季慄蹲下身揉了揉哈比的臉,貓扭身跑開了,尾巴還在空中搖晃,她起身拉住行李箱,笑著往客廳走。
“你洗完澡就快去休息,我去超市買點菜和水果。”
寧郃小心地護著花,彎腰換好拖鞋,也不管身上的溼外套,走到客廳,挑了個顯眼的位置放下,扶起一支歪斜的茉莉,展平包花紙,掏出手機先拍一張。
這一路花和人都淋了雨,花瓣上掛著細碎晶瑩的水珠,淚似的,襯得素雅的白竟多了點柔而不媚的韻味。
畫面定格,連同背景裡蹲下身倒貓糧的季慄也一起拍了進去,貓乖巧地坐在她腳邊等著,脖子上繫著小巧的鈴鐺。
寧郃盯著照片出神,在天上飄了好久的心總算落了地,安安穩穩的——
他慶幸自己沒有選擇留在新加坡。
寧郃久違地發了朋友圈,算是為這次拼上前途與理想的抉擇畫下句號。
他走到季慄身邊蹲下,靠著她的肩,輕聲地請求:“栗子,陪我躺一會吧。”
“好啊,你先去洗澡。”
季慄把貓糧放回櫃子裡,又開了盒罐頭,加水攪拌好放在另一格,摸了摸哈比的腦袋,轉頭在寧郃唇上親了一口。
動作快到寧郃都沒反應過來,還傻愣在原地,保持著蹲姿。
直到季慄站起身,寧郃急忙追上去,拽住她的手腕,從身後抱住她,另一隻手纏住肩,一點點收縮,下巴壓在頭頂上,看窗外的世界被雨簾籠罩。

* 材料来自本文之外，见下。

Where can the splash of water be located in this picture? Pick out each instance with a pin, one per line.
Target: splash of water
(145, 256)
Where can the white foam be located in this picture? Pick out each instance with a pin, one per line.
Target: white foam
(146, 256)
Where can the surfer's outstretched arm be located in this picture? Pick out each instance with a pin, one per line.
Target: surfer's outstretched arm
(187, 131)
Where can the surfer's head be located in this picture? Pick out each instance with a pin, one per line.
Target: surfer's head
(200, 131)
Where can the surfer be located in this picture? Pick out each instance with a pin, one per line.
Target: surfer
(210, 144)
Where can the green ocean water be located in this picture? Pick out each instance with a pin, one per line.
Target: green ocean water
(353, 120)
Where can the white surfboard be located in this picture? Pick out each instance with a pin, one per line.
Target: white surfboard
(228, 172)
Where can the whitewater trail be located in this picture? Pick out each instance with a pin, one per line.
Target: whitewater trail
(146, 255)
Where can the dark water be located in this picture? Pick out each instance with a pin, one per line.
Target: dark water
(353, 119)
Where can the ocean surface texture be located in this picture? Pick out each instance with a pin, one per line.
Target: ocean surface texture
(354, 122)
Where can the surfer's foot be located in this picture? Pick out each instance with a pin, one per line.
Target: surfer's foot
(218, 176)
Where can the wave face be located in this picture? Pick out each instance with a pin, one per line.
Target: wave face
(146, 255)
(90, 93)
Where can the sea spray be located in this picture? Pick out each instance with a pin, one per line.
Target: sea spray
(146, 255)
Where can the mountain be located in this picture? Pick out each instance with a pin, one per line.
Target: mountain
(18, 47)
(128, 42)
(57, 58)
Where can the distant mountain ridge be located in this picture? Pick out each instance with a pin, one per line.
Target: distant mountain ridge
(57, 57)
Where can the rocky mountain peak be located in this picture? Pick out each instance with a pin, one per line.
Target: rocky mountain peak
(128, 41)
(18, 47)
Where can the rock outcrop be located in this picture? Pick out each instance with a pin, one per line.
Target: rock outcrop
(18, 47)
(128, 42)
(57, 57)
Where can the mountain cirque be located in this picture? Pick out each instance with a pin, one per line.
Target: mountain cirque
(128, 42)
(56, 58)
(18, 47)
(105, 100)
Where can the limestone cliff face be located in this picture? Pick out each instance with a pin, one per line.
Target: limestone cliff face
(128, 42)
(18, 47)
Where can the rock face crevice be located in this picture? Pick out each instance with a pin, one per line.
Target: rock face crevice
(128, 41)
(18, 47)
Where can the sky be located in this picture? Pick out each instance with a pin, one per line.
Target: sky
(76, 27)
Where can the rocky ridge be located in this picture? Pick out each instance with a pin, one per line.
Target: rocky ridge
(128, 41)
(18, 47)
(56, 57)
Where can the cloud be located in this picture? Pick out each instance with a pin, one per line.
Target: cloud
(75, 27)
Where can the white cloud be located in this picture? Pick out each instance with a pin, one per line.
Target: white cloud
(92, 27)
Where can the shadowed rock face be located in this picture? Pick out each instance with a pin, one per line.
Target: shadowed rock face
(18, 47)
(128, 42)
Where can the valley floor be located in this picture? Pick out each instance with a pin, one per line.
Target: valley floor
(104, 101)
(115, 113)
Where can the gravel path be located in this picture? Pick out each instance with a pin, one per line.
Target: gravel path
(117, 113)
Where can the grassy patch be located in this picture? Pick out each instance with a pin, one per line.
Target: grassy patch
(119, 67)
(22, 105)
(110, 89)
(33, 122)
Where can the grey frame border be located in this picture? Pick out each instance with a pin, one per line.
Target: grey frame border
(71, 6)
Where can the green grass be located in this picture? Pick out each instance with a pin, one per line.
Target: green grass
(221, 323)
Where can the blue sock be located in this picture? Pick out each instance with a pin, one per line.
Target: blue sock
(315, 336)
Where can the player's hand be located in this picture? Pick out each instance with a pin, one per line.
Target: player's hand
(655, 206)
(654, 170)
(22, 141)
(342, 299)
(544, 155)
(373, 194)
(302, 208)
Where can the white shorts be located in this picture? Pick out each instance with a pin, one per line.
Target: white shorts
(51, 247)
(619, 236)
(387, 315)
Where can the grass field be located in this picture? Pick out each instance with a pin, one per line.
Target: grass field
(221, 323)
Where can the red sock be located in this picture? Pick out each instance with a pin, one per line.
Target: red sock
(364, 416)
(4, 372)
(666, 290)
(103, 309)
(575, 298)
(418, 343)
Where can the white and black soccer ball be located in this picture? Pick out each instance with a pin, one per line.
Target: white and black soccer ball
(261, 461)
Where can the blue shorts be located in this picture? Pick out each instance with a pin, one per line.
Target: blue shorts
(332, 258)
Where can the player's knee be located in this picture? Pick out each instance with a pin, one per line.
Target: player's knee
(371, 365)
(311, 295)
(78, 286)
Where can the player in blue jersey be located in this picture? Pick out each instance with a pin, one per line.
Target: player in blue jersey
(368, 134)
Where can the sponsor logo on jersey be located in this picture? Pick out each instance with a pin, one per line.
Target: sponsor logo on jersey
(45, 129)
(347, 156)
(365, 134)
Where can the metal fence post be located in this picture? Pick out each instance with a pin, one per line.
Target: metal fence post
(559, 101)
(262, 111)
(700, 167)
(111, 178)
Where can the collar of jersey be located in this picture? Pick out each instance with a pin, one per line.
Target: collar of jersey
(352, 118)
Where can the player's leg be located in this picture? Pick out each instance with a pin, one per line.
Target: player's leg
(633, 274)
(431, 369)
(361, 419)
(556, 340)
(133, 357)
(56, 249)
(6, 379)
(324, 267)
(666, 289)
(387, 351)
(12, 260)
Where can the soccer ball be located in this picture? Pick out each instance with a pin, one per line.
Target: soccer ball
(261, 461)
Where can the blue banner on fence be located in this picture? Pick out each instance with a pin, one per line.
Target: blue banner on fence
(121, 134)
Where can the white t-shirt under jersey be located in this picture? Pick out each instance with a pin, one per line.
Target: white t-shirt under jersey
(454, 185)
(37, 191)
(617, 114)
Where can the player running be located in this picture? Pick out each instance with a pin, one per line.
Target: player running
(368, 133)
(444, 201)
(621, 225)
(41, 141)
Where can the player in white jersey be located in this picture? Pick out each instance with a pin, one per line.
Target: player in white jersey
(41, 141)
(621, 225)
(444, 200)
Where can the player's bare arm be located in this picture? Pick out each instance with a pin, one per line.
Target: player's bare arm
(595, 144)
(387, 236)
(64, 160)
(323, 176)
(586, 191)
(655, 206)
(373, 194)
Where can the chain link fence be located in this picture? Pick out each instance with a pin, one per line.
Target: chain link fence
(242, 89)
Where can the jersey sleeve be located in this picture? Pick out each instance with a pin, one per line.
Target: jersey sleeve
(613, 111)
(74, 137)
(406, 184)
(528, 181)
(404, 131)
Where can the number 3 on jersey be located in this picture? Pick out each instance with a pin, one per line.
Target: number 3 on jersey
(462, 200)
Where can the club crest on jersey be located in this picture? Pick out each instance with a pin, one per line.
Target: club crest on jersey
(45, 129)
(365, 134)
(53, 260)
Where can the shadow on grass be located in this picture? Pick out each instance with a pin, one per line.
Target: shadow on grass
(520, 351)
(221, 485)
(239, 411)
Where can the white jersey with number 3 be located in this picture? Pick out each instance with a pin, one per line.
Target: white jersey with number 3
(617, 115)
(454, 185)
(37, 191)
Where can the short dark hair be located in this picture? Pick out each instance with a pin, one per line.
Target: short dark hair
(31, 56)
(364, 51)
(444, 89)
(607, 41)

鈴鐺輕晃,清脆的聲音在客廳迴盪,季慄安然地靠在寧郃懷裡,聽見他用低沉的聲音說:
“栗子,沒你我要活不了了。”
可是沒有誰離了誰會活不了,他們都清楚。
季慄笑了,很苦惱地問:“那以後我比你先走或者你比我先走怎麼辦?”
寧郃不想去思考這種問題,只是開著玩笑:“說不定以後能實現賽博永生呢。”
“聽起來挺有‘盼頭’的。”
寧郃輕笑一聲,摘下眼鏡勾在手裡,低頭親了親季慄的發尖,帶著她往前走。
兩個人擁在一起,像是笨拙的企鵝,一步步挪近沙發,又在腿觸到邊緣的那刻轟然倒下,笑作一團。
寧郃伸手攬住季慄的腰,湊過來枕在她肩上蹭,“讓我多抱一會。”
他真的會想溺死在這種時刻。
季慄拿著逗貓棒正貓比玩得好好的,穿著睡衣的寧郃走出浴室,催她去洗澡,又說等會幫她吹頭髮。
季慄轉頭瞪他:“不是說睡覺?”
“我們淋了雨,洗個澡比較好,睡覺也會更舒服。”寧郃伸手想招呼哈比過來,笑著看她,“你以為我要做甚麼?”
“睡覺啊,你又在想甚麼?”季慄掐了掐寧郃的臉,把逗貓棒塞進他手裡,轉身去臥室拿衣服。
哈比只顧著去抓逗貓棒上的小飛蟲,不想理他們,見羽毛不動了,也跟著停下動作,壓低身體盯緊“獵物”。
寧郃心不在焉地晃了晃逗貓棒,忽然對著她的背影喊:“栗子,我這幾天都住你這可以嗎?”
季慄回身,她無奈地笑:“這點事就不用問我了,你把行李箱裡的東西拿出來收拾好就行。”
季慄洗得很快,從浴室出來,用毛巾擦著頭髮,就見寧郃抱著貓坐在沙發上,面前還放著一臺電腦。
寧郃餘光瞥見她,立刻放下貓,起身走到季慄面前,“虹姨剛給你打了電話,我接的,但她甚麼都沒說又掛了,應該是有事要跟你講。”
“嗯。”季慄固定幹發帽,拿起手機,給何虹回去電話。
通話很快接起,季慄率先問:“媽,有甚麼事嗎?”
何虹那邊有點嘈雜,只能聽見有人在爭吵,卻聽不清內容是甚麼。
季慄皺起眉,“媽,你和爸沒事吧?你們現在在哪?”
“沒事啊,我們能有甚麼事,就是你爸腰有點痛上醫院來看,老毛病了,你們不用擔心。”
何虹訕笑一聲,又斟酌著問:“栗子你五一回來嗎?”
季慄越發覺得不對勁,何虹以前雖然也會來問她假期去向,卻都是發資訊問,很少打電話。
她怕自己打電話會影響到兒女上課、上班,也不太會操作智慧機。
季慄不放心地又問:“媽,家裡是不是出事了?還是說爸的病很嚴重?你不要瞞我,我有醫生的聯絡方式。”
何虹急忙解釋:“不嚴重,前年不是做過手術了嘛,這次來複查情況很好的,多虧了寧郃送的按摩椅。”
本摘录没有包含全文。